I got an honest plasmashell crash now after ~2 days of normal system usage. It’s easy to miss because plasmashell just restarts.

mar 13 12:03:38 auros plasmashell[1189]: kpipewire_logging: PipeWire remote error:  -71 connection error
mar 13 12:03:39 auros plasmashell[1189]: error marshalling arguments for import_timeline: dup failed: Too many open files
mar 13 12:03:39 auros plasmashell[1189]: Error marshalling request: Too many open files
mar 13 12:03:39 auros plasmashell[1189]: qt.qpa.wayland: eglSwapBuffers failed with 0x3000, surface: 0x5599cfc0b6c0
mar 13 12:03:39 auros plasmashell[1189]: The Wayland connection experienced a fatal error: Too many open files
mar 13 12:03:39 auros xdg-document-portal[1071]: removing transfer 15462174045790544431 for dead peer :1.26
mar 13 12:03:39 auros systemd[969]: plasma-plasmashell.service: Main process exited, code=exited, status=255/EXCEPTION
mar 13 12:03:39 auros systemd[969]: plasma-plasmashell.service: Failed with result 'exit-code'.
mar 13 12:03:39 auros systemd[969]: plasma-plasmashell.service: Consumed 4min 58.147s CPU time, 423.4M memory peak, 283.5M memory swa>
mar 13 12:03:39 auros systemd[969]: plasma-plasmashell.service: Scheduled restart job, restart counter is at 1.
mar 13 12:03:39 auros systemd[969]: Starting KDE Plasma Workspace...
mar 13 12:03:39 auros systemd[969]: Started KDE Plasma Workspace.

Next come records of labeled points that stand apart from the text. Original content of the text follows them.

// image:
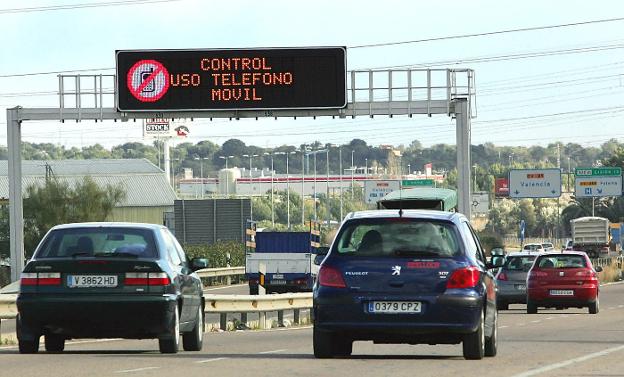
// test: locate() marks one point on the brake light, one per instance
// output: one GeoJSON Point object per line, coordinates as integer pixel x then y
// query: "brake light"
{"type": "Point", "coordinates": [159, 278]}
{"type": "Point", "coordinates": [467, 277]}
{"type": "Point", "coordinates": [49, 278]}
{"type": "Point", "coordinates": [40, 278]}
{"type": "Point", "coordinates": [331, 277]}
{"type": "Point", "coordinates": [144, 278]}
{"type": "Point", "coordinates": [28, 278]}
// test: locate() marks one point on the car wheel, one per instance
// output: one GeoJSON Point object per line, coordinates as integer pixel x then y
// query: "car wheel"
{"type": "Point", "coordinates": [322, 343]}
{"type": "Point", "coordinates": [54, 343]}
{"type": "Point", "coordinates": [171, 342]}
{"type": "Point", "coordinates": [26, 346]}
{"type": "Point", "coordinates": [194, 340]}
{"type": "Point", "coordinates": [594, 307]}
{"type": "Point", "coordinates": [474, 343]}
{"type": "Point", "coordinates": [491, 343]}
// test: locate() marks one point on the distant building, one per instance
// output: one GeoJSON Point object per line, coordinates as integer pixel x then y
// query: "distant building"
{"type": "Point", "coordinates": [148, 194]}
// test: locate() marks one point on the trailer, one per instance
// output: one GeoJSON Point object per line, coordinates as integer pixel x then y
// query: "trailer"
{"type": "Point", "coordinates": [287, 258]}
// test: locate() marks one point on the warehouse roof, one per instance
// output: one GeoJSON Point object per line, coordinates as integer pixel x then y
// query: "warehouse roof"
{"type": "Point", "coordinates": [145, 184]}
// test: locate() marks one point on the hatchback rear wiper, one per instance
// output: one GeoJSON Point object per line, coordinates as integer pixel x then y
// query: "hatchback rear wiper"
{"type": "Point", "coordinates": [412, 253]}
{"type": "Point", "coordinates": [81, 254]}
{"type": "Point", "coordinates": [117, 254]}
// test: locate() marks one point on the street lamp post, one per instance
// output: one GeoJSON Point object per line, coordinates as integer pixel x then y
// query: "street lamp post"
{"type": "Point", "coordinates": [272, 202]}
{"type": "Point", "coordinates": [227, 189]}
{"type": "Point", "coordinates": [352, 175]}
{"type": "Point", "coordinates": [251, 156]}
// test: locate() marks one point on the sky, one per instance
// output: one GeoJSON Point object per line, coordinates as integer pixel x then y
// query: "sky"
{"type": "Point", "coordinates": [572, 91]}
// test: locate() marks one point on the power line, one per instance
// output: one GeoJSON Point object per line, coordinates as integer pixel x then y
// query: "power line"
{"type": "Point", "coordinates": [81, 6]}
{"type": "Point", "coordinates": [506, 31]}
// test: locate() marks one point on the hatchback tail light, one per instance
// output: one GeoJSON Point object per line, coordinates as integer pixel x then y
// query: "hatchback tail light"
{"type": "Point", "coordinates": [40, 278]}
{"type": "Point", "coordinates": [144, 278]}
{"type": "Point", "coordinates": [467, 277]}
{"type": "Point", "coordinates": [331, 277]}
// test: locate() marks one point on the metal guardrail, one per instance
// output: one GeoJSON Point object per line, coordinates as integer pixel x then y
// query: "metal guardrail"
{"type": "Point", "coordinates": [220, 272]}
{"type": "Point", "coordinates": [261, 304]}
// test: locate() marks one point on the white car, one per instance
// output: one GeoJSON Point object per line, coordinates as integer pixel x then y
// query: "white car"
{"type": "Point", "coordinates": [533, 247]}
{"type": "Point", "coordinates": [548, 246]}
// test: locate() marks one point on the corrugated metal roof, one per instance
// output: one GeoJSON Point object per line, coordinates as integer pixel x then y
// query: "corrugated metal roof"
{"type": "Point", "coordinates": [84, 167]}
{"type": "Point", "coordinates": [145, 183]}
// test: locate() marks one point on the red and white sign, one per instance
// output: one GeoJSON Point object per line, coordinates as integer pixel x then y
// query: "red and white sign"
{"type": "Point", "coordinates": [148, 80]}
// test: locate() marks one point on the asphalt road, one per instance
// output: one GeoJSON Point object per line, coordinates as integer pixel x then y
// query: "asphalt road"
{"type": "Point", "coordinates": [551, 343]}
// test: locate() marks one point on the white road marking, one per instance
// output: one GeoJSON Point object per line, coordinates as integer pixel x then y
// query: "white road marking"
{"type": "Point", "coordinates": [562, 364]}
{"type": "Point", "coordinates": [136, 370]}
{"type": "Point", "coordinates": [274, 351]}
{"type": "Point", "coordinates": [211, 360]}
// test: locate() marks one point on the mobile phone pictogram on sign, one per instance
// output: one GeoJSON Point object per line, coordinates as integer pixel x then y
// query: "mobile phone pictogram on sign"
{"type": "Point", "coordinates": [148, 80]}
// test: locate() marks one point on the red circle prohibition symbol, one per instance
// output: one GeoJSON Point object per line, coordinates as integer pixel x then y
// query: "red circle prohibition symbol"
{"type": "Point", "coordinates": [148, 80]}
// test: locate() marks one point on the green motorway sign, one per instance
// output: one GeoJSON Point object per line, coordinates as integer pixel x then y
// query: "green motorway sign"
{"type": "Point", "coordinates": [598, 172]}
{"type": "Point", "coordinates": [417, 182]}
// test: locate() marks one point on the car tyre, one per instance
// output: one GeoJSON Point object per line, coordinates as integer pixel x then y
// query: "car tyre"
{"type": "Point", "coordinates": [54, 343]}
{"type": "Point", "coordinates": [594, 307]}
{"type": "Point", "coordinates": [171, 342]}
{"type": "Point", "coordinates": [26, 346]}
{"type": "Point", "coordinates": [531, 307]}
{"type": "Point", "coordinates": [491, 343]}
{"type": "Point", "coordinates": [474, 343]}
{"type": "Point", "coordinates": [322, 343]}
{"type": "Point", "coordinates": [194, 339]}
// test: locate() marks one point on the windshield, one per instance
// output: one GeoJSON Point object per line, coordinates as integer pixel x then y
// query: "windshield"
{"type": "Point", "coordinates": [519, 263]}
{"type": "Point", "coordinates": [397, 237]}
{"type": "Point", "coordinates": [533, 247]}
{"type": "Point", "coordinates": [98, 242]}
{"type": "Point", "coordinates": [561, 261]}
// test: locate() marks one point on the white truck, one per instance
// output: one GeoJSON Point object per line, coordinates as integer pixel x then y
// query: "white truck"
{"type": "Point", "coordinates": [591, 235]}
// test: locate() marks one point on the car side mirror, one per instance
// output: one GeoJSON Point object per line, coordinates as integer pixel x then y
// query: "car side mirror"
{"type": "Point", "coordinates": [497, 262]}
{"type": "Point", "coordinates": [322, 250]}
{"type": "Point", "coordinates": [199, 263]}
{"type": "Point", "coordinates": [318, 259]}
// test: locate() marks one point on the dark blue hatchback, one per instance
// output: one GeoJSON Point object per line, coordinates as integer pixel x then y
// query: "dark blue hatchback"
{"type": "Point", "coordinates": [416, 277]}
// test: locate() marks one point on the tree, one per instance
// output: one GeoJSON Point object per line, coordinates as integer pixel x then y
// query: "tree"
{"type": "Point", "coordinates": [56, 202]}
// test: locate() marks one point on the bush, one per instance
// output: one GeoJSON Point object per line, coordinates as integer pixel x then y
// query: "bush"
{"type": "Point", "coordinates": [490, 241]}
{"type": "Point", "coordinates": [216, 253]}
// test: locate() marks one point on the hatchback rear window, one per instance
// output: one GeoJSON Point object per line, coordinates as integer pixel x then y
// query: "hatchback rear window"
{"type": "Point", "coordinates": [561, 261]}
{"type": "Point", "coordinates": [397, 237]}
{"type": "Point", "coordinates": [106, 242]}
{"type": "Point", "coordinates": [519, 263]}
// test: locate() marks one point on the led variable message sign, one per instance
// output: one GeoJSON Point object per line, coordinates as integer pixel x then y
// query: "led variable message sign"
{"type": "Point", "coordinates": [237, 79]}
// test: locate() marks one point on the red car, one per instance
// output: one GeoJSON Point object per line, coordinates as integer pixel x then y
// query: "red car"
{"type": "Point", "coordinates": [563, 280]}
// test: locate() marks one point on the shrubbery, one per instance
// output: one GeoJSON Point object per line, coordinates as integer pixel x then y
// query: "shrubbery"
{"type": "Point", "coordinates": [216, 253]}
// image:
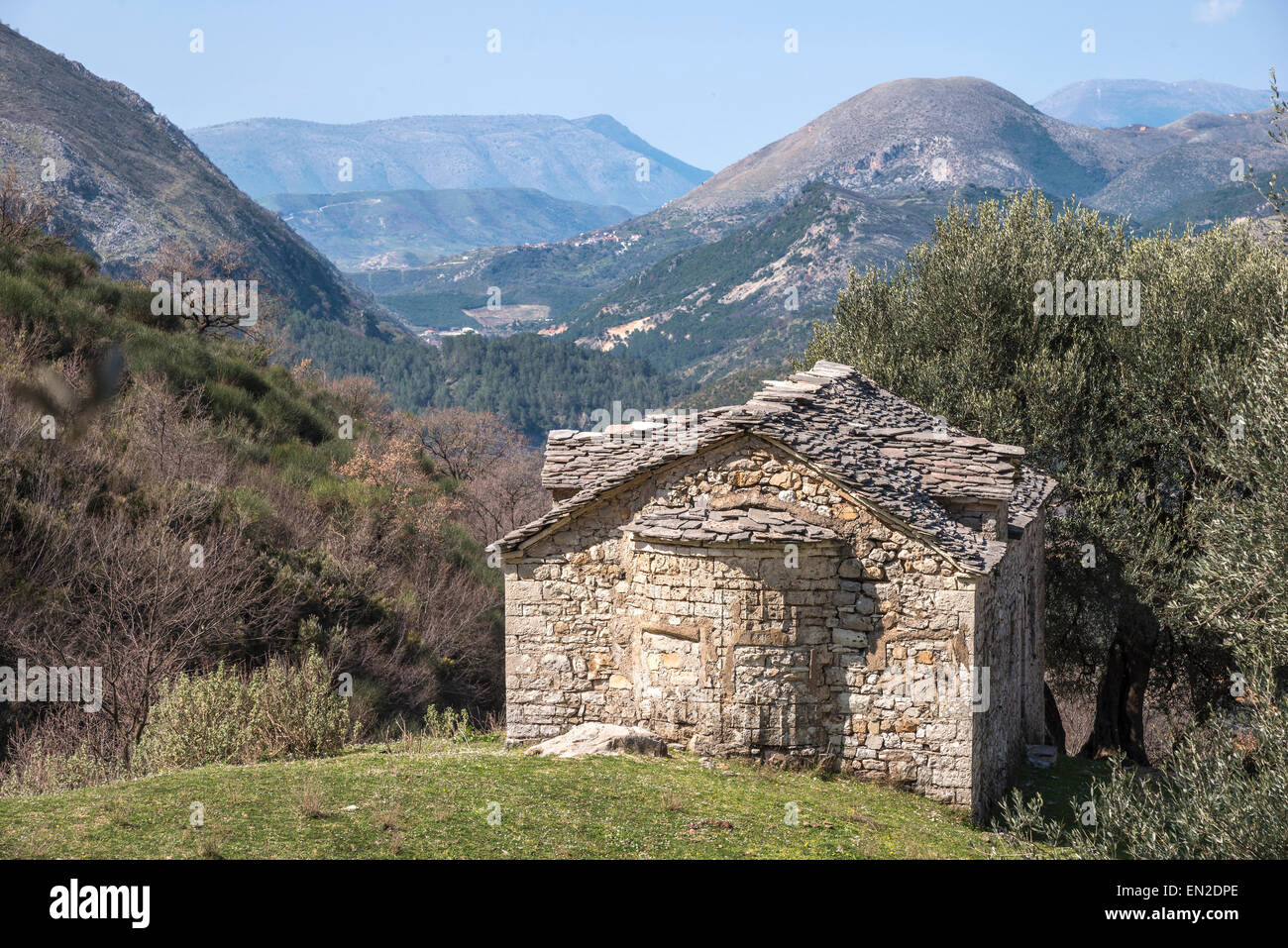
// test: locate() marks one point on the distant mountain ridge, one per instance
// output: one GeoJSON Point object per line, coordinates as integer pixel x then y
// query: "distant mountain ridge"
{"type": "Point", "coordinates": [700, 285]}
{"type": "Point", "coordinates": [593, 159]}
{"type": "Point", "coordinates": [125, 180]}
{"type": "Point", "coordinates": [1109, 103]}
{"type": "Point", "coordinates": [361, 230]}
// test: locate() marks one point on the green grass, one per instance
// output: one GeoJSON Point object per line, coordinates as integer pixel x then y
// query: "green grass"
{"type": "Point", "coordinates": [420, 804]}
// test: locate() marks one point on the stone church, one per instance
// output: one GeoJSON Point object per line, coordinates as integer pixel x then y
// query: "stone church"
{"type": "Point", "coordinates": [825, 572]}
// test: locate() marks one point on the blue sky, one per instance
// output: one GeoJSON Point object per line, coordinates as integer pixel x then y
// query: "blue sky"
{"type": "Point", "coordinates": [706, 81]}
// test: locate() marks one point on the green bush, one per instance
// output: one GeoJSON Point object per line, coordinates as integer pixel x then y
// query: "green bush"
{"type": "Point", "coordinates": [277, 711]}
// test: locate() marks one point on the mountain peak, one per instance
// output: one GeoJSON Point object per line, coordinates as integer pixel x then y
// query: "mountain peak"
{"type": "Point", "coordinates": [1120, 102]}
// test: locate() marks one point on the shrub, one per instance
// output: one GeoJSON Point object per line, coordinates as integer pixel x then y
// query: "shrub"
{"type": "Point", "coordinates": [446, 724]}
{"type": "Point", "coordinates": [277, 711]}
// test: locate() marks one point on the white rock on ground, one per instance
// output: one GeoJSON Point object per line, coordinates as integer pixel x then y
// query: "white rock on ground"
{"type": "Point", "coordinates": [600, 738]}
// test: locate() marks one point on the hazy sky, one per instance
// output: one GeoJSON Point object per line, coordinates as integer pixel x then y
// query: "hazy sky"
{"type": "Point", "coordinates": [706, 81]}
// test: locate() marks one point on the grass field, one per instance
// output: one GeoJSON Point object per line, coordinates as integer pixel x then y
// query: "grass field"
{"type": "Point", "coordinates": [385, 801]}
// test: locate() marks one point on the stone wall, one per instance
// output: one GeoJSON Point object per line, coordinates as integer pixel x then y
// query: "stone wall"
{"type": "Point", "coordinates": [855, 649]}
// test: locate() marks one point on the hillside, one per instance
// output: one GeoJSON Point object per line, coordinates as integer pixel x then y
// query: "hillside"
{"type": "Point", "coordinates": [1111, 103]}
{"type": "Point", "coordinates": [127, 180]}
{"type": "Point", "coordinates": [698, 285]}
{"type": "Point", "coordinates": [591, 159]}
{"type": "Point", "coordinates": [365, 230]}
{"type": "Point", "coordinates": [756, 291]}
{"type": "Point", "coordinates": [1207, 207]}
{"type": "Point", "coordinates": [436, 805]}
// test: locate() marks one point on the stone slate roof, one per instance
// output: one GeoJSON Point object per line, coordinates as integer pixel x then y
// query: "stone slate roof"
{"type": "Point", "coordinates": [880, 447]}
{"type": "Point", "coordinates": [739, 524]}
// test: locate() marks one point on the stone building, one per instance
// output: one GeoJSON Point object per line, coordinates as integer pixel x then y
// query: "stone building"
{"type": "Point", "coordinates": [825, 572]}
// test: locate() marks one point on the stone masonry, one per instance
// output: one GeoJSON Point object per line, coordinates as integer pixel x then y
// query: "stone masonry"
{"type": "Point", "coordinates": [825, 574]}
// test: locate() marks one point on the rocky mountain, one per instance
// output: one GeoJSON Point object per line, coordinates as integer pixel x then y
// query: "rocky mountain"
{"type": "Point", "coordinates": [1109, 103]}
{"type": "Point", "coordinates": [700, 285]}
{"type": "Point", "coordinates": [365, 230]}
{"type": "Point", "coordinates": [592, 159]}
{"type": "Point", "coordinates": [124, 180]}
{"type": "Point", "coordinates": [919, 134]}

NVIDIA Driver Version: 570.124.04

Yeah. That crashes happen more often in fact. I will put my 5 cents here. Here is report and trace to crash: https://bugs.kde.org/show_bug.cgi?id=500351 . If NVidia somehow related to dbus then maybe they can fix it. It’s actually complicated to figure out crash point, due to driver being a black box blob.

1 Like

FYI, there are no lingering sync_file with amdgpu/RADV, I’m not sure if this whole sync_file is purely an Nvidia thing.

❯ lsof -p $(pidof plasmashell)|grep sync_file|count
681

Just created an account to report here as well.

570.144 proprietary driver on 4070 non-super non-ti, if it matters - two displays with VRR enabled. Been having plasma crashes due to sync_file spam ever since I’ve switched to wayland. On Fedora 41 crashes were a bit more graceful with plasma just re-loading itself, but on F42 it became messy and tending more to freezes and outright crashes. Have to manually restart plasma when it inevitably happens.

Increasing the open file limit only delays the issue. No open bugs on KDE or Fedora side as far as I can tell.